Comparison between univariate and multivariate analyses. Comparison between univariate (top row) and multivariate (bottom row) analyses in two time windows (200–600 and 600–1200 ms). The upper topoplots show the sensors that survived the permutation test when comparing grasping versus pointing (collapsing across effector and reach direction). The lower topoplots show the sensors that survived the permutation test when comparing the observed accuracy of the classifier to distinguish between pointing and grasping (generalizing across effector and reach direction) against chance level (50%). Multivariate analysis was more sensitive in detecting the subtle differences between the neural signals induced by observation of the two movement types in the earlier time window. All shown clusters are corrected for multiple comparisons (p < 0.05).
MNI coordinates of the sources
Regarding the sources related to the decoding obtained in the late time window, we chose 900 ms as time of interest for the frequencies 10 and 18 Hz (time windows: 600–1200 and 678–1222 ms, respectively; smoothing: 3 Hz). For the 10 Hz signal, we obtained the highest decoding accuracies in the right precentral gyrus (Fig. 5E, left). For the 18 Hz signal, we obtained highest decoding accuracies in the right inferior frontal gyrus (IFG; Fig. 5E, right).
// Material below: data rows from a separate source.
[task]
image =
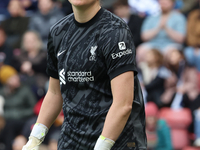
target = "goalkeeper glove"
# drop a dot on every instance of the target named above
(36, 137)
(104, 143)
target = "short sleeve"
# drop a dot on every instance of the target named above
(119, 53)
(51, 70)
(149, 23)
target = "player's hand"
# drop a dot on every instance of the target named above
(36, 138)
(104, 143)
(32, 144)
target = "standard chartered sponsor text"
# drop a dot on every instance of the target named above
(79, 76)
(120, 54)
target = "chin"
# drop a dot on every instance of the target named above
(79, 3)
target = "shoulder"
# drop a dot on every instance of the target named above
(113, 22)
(59, 25)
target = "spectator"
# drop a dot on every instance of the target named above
(176, 63)
(154, 76)
(18, 107)
(188, 5)
(164, 31)
(31, 62)
(191, 99)
(122, 9)
(192, 52)
(157, 130)
(6, 53)
(144, 7)
(16, 25)
(197, 129)
(30, 6)
(47, 15)
(3, 10)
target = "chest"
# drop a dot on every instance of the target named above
(80, 57)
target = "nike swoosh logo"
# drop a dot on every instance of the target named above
(61, 53)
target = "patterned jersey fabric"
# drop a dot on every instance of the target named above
(85, 57)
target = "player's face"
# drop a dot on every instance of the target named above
(80, 3)
(166, 5)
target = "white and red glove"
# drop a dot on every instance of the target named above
(37, 136)
(104, 143)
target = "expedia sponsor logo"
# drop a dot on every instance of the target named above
(122, 53)
(131, 145)
(80, 76)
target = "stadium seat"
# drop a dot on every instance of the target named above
(178, 121)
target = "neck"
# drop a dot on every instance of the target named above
(84, 14)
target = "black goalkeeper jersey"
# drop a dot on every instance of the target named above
(85, 57)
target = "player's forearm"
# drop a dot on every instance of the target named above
(177, 37)
(50, 109)
(116, 120)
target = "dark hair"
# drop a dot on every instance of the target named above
(121, 3)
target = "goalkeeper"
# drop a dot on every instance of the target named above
(93, 78)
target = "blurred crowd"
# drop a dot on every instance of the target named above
(166, 34)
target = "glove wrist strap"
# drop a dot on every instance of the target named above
(39, 131)
(104, 143)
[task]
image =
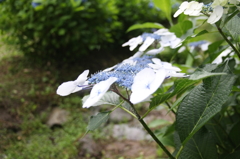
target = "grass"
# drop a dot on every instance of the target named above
(28, 98)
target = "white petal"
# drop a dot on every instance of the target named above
(82, 77)
(155, 51)
(134, 42)
(146, 43)
(98, 91)
(80, 88)
(156, 61)
(219, 3)
(216, 15)
(145, 83)
(137, 54)
(110, 68)
(66, 88)
(181, 9)
(162, 32)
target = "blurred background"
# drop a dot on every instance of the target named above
(46, 42)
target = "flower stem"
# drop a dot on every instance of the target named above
(228, 41)
(134, 111)
(155, 138)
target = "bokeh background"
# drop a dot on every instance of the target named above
(46, 42)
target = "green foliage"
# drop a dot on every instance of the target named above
(45, 143)
(63, 30)
(208, 99)
(97, 120)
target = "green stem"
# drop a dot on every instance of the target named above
(179, 151)
(155, 138)
(134, 111)
(228, 41)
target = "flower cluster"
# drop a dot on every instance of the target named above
(215, 9)
(161, 36)
(142, 75)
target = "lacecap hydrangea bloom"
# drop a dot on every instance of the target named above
(161, 36)
(142, 75)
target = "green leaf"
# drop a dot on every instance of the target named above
(201, 146)
(158, 122)
(97, 120)
(201, 73)
(179, 87)
(234, 134)
(165, 135)
(165, 6)
(203, 102)
(233, 155)
(233, 27)
(109, 98)
(145, 25)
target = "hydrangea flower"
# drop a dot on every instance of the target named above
(98, 91)
(146, 82)
(189, 8)
(142, 75)
(161, 36)
(69, 87)
(215, 15)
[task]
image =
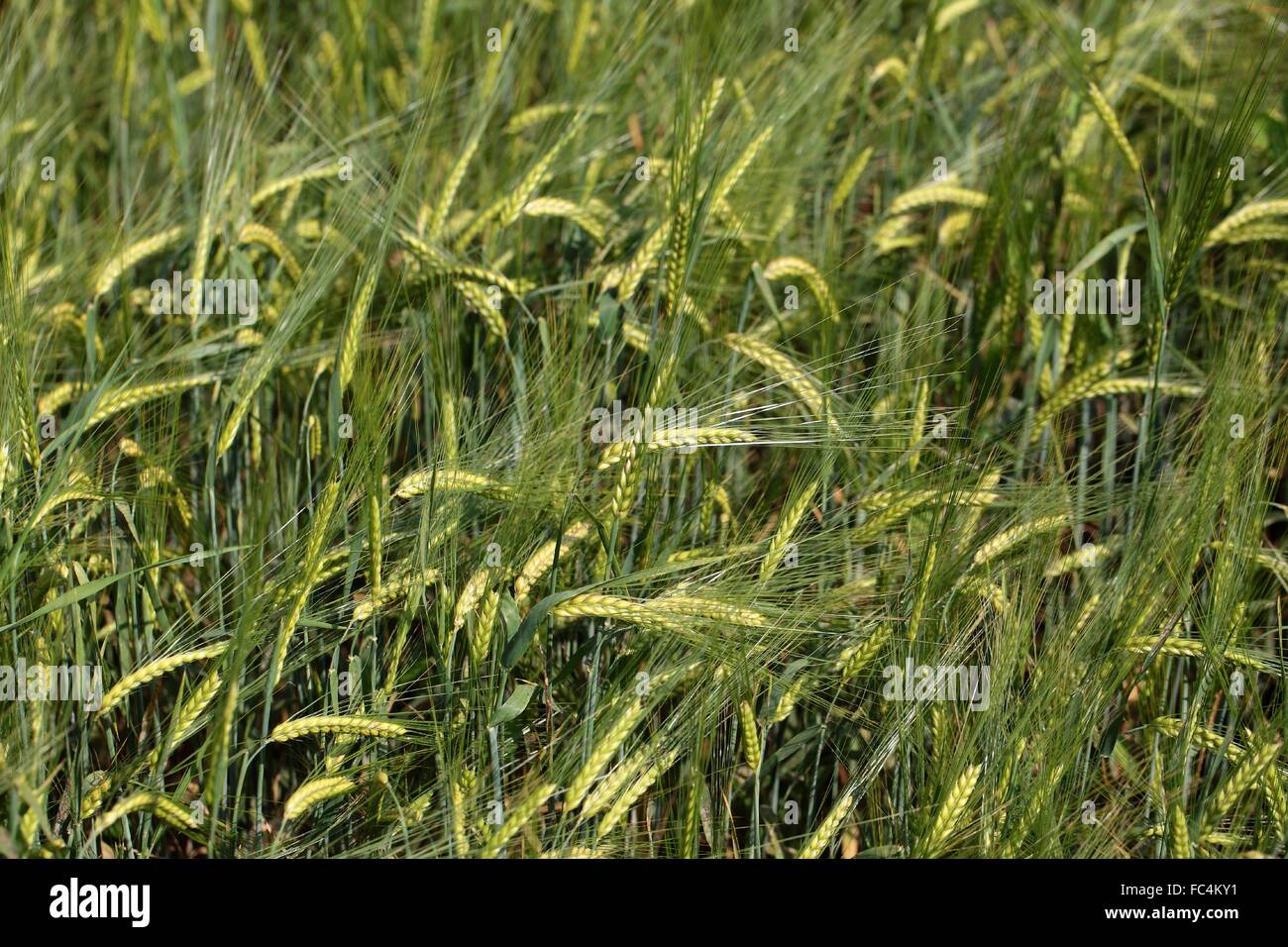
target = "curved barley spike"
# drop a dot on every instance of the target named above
(750, 735)
(267, 237)
(476, 587)
(1100, 389)
(155, 669)
(590, 217)
(59, 395)
(936, 193)
(395, 589)
(185, 718)
(831, 823)
(348, 725)
(454, 482)
(794, 265)
(124, 398)
(484, 305)
(155, 802)
(1244, 215)
(671, 438)
(540, 562)
(601, 753)
(111, 270)
(793, 375)
(859, 656)
(686, 605)
(516, 819)
(622, 804)
(1248, 775)
(1107, 115)
(1009, 539)
(789, 519)
(593, 605)
(314, 792)
(951, 812)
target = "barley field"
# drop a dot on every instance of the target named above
(652, 429)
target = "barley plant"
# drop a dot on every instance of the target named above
(662, 428)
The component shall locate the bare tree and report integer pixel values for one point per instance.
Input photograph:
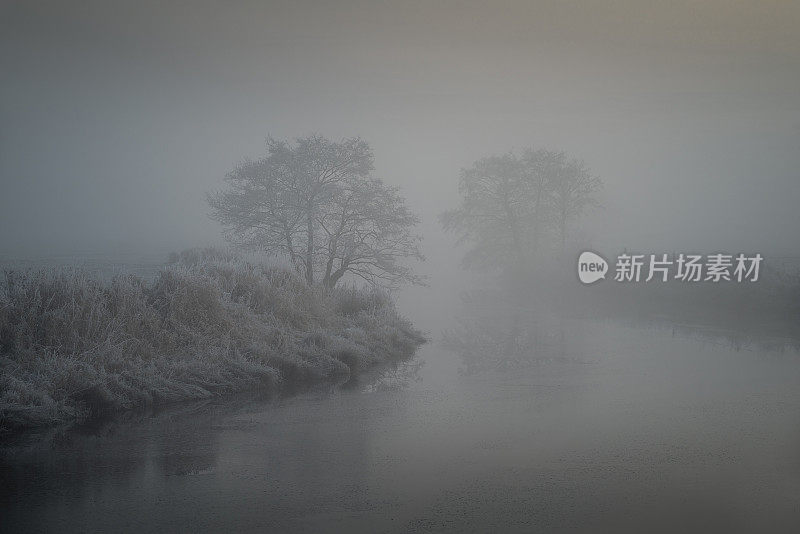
(495, 212)
(316, 202)
(510, 204)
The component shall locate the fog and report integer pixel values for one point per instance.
(118, 118)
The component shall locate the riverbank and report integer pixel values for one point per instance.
(74, 346)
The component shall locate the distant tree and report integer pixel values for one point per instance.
(316, 202)
(510, 205)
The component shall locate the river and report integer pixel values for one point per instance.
(615, 427)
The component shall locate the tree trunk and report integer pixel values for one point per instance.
(310, 249)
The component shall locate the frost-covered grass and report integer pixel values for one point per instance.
(74, 346)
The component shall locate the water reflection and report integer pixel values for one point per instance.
(494, 334)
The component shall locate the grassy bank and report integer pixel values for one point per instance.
(74, 346)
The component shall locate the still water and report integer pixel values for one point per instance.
(610, 428)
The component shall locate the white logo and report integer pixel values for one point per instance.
(591, 267)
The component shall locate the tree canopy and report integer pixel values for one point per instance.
(316, 202)
(514, 206)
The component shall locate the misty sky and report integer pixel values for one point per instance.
(116, 118)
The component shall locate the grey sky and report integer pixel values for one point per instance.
(116, 118)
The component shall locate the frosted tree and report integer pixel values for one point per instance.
(316, 202)
(511, 205)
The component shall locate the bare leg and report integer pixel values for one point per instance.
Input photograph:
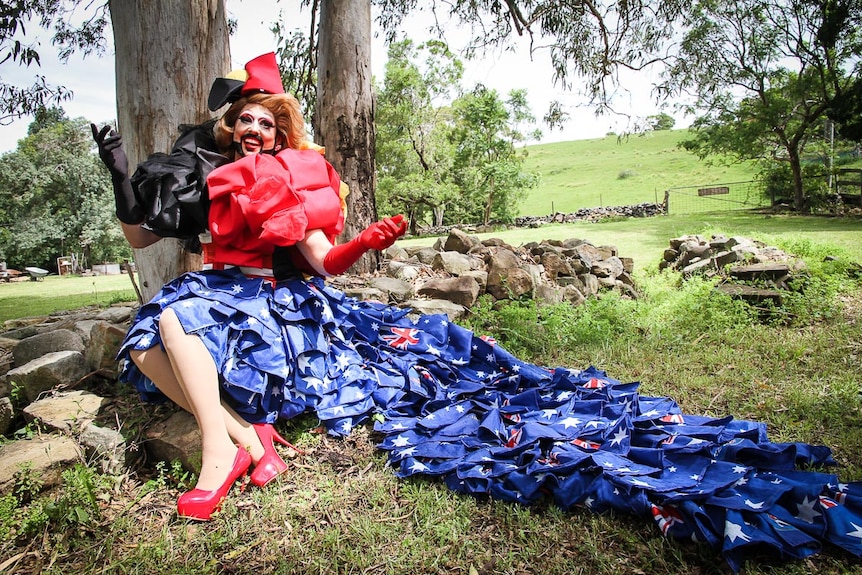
(197, 378)
(154, 363)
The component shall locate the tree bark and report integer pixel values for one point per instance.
(344, 121)
(167, 54)
(798, 183)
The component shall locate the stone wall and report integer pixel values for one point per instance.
(451, 275)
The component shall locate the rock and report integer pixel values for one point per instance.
(397, 290)
(107, 446)
(65, 411)
(453, 263)
(38, 345)
(7, 415)
(104, 341)
(461, 290)
(432, 306)
(176, 439)
(45, 457)
(461, 242)
(57, 369)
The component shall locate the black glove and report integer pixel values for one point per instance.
(114, 157)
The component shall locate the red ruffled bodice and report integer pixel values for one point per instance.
(262, 201)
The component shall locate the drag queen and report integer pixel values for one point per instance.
(261, 336)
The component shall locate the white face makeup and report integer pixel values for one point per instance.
(254, 131)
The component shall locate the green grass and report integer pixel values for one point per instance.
(645, 239)
(57, 293)
(611, 171)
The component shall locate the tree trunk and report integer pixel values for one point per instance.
(798, 184)
(344, 121)
(167, 54)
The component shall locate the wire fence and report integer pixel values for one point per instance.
(715, 198)
(844, 185)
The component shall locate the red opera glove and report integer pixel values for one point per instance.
(378, 236)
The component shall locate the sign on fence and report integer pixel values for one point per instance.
(713, 191)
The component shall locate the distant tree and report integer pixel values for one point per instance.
(762, 76)
(18, 48)
(661, 122)
(487, 166)
(556, 116)
(585, 41)
(57, 198)
(414, 153)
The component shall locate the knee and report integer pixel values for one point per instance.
(169, 324)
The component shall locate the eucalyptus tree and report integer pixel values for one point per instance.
(764, 75)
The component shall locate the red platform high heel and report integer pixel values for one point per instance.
(270, 465)
(200, 504)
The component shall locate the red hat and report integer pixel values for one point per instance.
(261, 76)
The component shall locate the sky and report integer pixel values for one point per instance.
(92, 79)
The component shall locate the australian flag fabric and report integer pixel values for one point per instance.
(453, 404)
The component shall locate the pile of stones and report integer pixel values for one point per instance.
(451, 275)
(748, 269)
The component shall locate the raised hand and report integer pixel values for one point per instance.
(111, 152)
(380, 235)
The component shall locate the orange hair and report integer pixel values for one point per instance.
(289, 123)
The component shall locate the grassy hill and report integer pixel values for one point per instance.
(614, 171)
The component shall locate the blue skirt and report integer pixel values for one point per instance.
(456, 405)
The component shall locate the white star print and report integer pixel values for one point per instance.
(401, 441)
(805, 510)
(734, 531)
(619, 437)
(857, 532)
(570, 422)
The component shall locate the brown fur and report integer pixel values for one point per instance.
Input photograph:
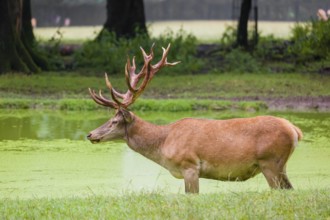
(228, 150)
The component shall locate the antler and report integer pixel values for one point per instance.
(132, 79)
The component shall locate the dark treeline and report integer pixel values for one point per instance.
(88, 12)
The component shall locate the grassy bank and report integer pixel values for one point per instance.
(212, 86)
(172, 105)
(68, 91)
(313, 204)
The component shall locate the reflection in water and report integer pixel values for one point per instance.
(46, 154)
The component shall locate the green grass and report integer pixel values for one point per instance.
(206, 86)
(68, 91)
(205, 31)
(171, 105)
(311, 204)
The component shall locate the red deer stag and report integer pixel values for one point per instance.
(229, 150)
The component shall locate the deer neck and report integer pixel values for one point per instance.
(146, 138)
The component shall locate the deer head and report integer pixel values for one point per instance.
(116, 127)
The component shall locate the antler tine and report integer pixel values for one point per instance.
(110, 87)
(128, 75)
(147, 72)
To show a complete overview of the temporal dynamics of the neural decoding at sensor space, we plotted the decoding accuracy (expressed in t values) for separate time bins (50–150, 150–250, 250–350, 350–450, 450–550, and 550–650 ms for the early observed decoding; Fig. 8A; 350–450, 450–550, 550–650, 650–750, 750–850, 850–950, and 950–1050 ms for the late observed decoding; Fig. 8B), averaged across frequency bands (theta: 2–6 Hz; low alpha: 7–9 Hz; alpha: 9–11 Hz; beta: 17–19 Hz). Figure 8 shows how the effect over posterior sensors evolves over time, and that anterior sensors do not show up before ∼700 ms.
Neural decoding over time. The topoplots show the dynamics of above-chance accuracy (expressed as t scores) of the classifier in discriminating observed grasping and pointing (generalizing across effector and reach direction) for specific frequency bands (theta: 5–7 Hz; low alpha: 7–9 Hz; alpha: 9–11 Hz; beta: 17–19 Hz). A, The earliest significant decoding occurred in the posterior part of the helmet configuration in the lower-frequency bands. B, Decoding in the higher frequency bands was significant at a later latency.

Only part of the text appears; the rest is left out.